И слава Богу, что Флоренс Найтингейл скончалась, а Улла вернулась. Почему я не смогла быть Флоренс Найтингейл? Очень просто: мне нужна была благодарность. Мне нужен был хоть какой-нибудь отклик. В конце концов я поняла, что нельзя только давать, ничего не получая взамен. Вместо того чтобы призывать людей делать добро, надо призывать их отвечать добром на добро. Эти качели должны удерживаться в равновесии, иначе одного из качающихся будет жалко. Второго, впрочем, тоже, потому что он висит в воздухе, а живут-то люди на земле. Гун не виновата, она просто живет в своем пузыре, я виню только себя: я была наивна, а потому несправедлива, нельзя отдавать ближнему слишком много, а потом отворачиваться от него, если он не возвратил всего сполна. Когда отдаешь все, хочется хоть что-то получить взамен, но у меня не хватало смелости признаться в этом. У меня не хватало смелости, да я и не хотела признаться самой себе, что, столько отдавая Гун, я надеялась заполнить пустоту в своей душе. А это дурно.
Надо отдавать половину — не больше. Половину отдашь — половина останется у тебя. И другой отдаст мне половину, а больше и не нужно. Я же отдавала все и ничего не получала взамен, и осталась ни с чем. После смерти Эрика Стуре убрал его кроватку, не спросив меня и не сказав мне ни слова, между нами словно возник некий уговор, и я молча это приняла. После тяжких лет, прожитых с Гун, это только окрепло: независимая зависимость, независимость, основанная на доверии. Открытия тут никакого нет, это старый закон: живи и давай жить другим.
Пятьдесят процентов любви, внимания, преданности — и не больше.

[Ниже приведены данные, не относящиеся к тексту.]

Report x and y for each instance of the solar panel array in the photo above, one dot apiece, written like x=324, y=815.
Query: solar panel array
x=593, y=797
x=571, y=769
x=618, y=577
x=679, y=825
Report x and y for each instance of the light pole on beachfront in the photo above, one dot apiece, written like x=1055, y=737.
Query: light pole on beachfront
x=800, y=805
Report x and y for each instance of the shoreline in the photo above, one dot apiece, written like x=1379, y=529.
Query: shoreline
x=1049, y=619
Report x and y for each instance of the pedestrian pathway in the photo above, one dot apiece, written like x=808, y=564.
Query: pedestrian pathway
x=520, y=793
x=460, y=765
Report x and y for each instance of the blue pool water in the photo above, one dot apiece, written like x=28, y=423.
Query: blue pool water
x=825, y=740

А тому, кто пожелает большего, я объявляю войну. Так я борюсь за себя. Вначале, конечно, было стыдно и неловко, нас ведь учили только доброте, но потом привыкаешь жить в условиях войны и уже понимаешь, что иначе невозможно. С людьми, которые отдают не больше, чем пятьдесят процентов своего сердца, диктаторам совладать трудно, как большим, так и маленьким, как южноафриканскому Боте, так и моему Стуре. Впрочем, Стуре не диктатор. Но кто знает, какие у него задатки, я могла бы здорово влипнуть, если бы следовала правилу — доброта превыше всего.
Я бы немного изменила Библейскую заповедь, по-моему, она должна звучать так:
Люби ближнего, но только наполовину, другую половину сохрани для себя.
В жизни каждого, как в жизни земли Египетской, годы изобилия сменяются годами нужды; зеленый пейзаж перебивается жизненными вехами. Но кольца, по которым можно прочитать жизнь и историю дерева, в жизни людей видны не так отчетливо. Вдруг замечаешь, что как-то все сливается, все смешивается. Конечно, в моей жизни зелени много, достаточно даже не тронутой ничем зелени, и она сродни настоящей зелени — природе. Без этой зелени, как нетронутой, так и помеченной вехами, я бы не выдержала Гун. Правда, и ценить эту зелень я бы не научилась, не будь у меня раньше Эрика, а потом — Гун. Добро и зелень лучше всего видишь через очки благодарности.
Мой зеленый пейзаж — это Стуре, Карин, Енс и Эва, наш дом, сад и озеро, соседи, друзья, работа и жители Гудхема. Всего этого Гун оценить не может, потому что это не Стокгольм и не Париж, Ёран и Ингрид этого тоже не замечают — для них это слишком мелко. Они охотно приезжают к нам, ходят со мною за покупками, и мне не раз приходилось краснеть за них в магазинах. Ёран разыгрывает из себя рубаху-парня, расхаживает в сапогах Стуре и силится показать, что он свой в доску (несмотря на то что его имя иногда мелькает в газетах, которые не читает и четверть населения страны), а диалект у него еще почище, чем у Оссиана или Ольссона Аллохола. Можно подумать, всем только и дела, что до его жизненного успеха. А Ингрид почти никогда ничего не покупает в наших магазинах. Говорит, что качество ее не устраивает и цены, мол, у нас выше, чем в Стокгольме, однако по ее милости не так давно перевернули вверх дном весь склад с гардинами в нашем мебельном магазине.
— Разве ты собиралась их покупать? — спросила я, когда мы вышли. — Тебе действительно нужны гардины?
— Бог с тобой, — ответила она. — Просто интересно узнать, какой выбор предлагает сельский магазин.
По-моему, они считают, будто Гудхем что-то вроде Скансена — стокгольмского музея народного быта — или старинного скотьего торга, а мы — экспонаты, вроде чучела куницы, сидящей на колышке в краеведческом музее. Да-а, говорят они, в определенном смысле хорошо, что такая жизнь еще сохранилась! Пусть пока подержится!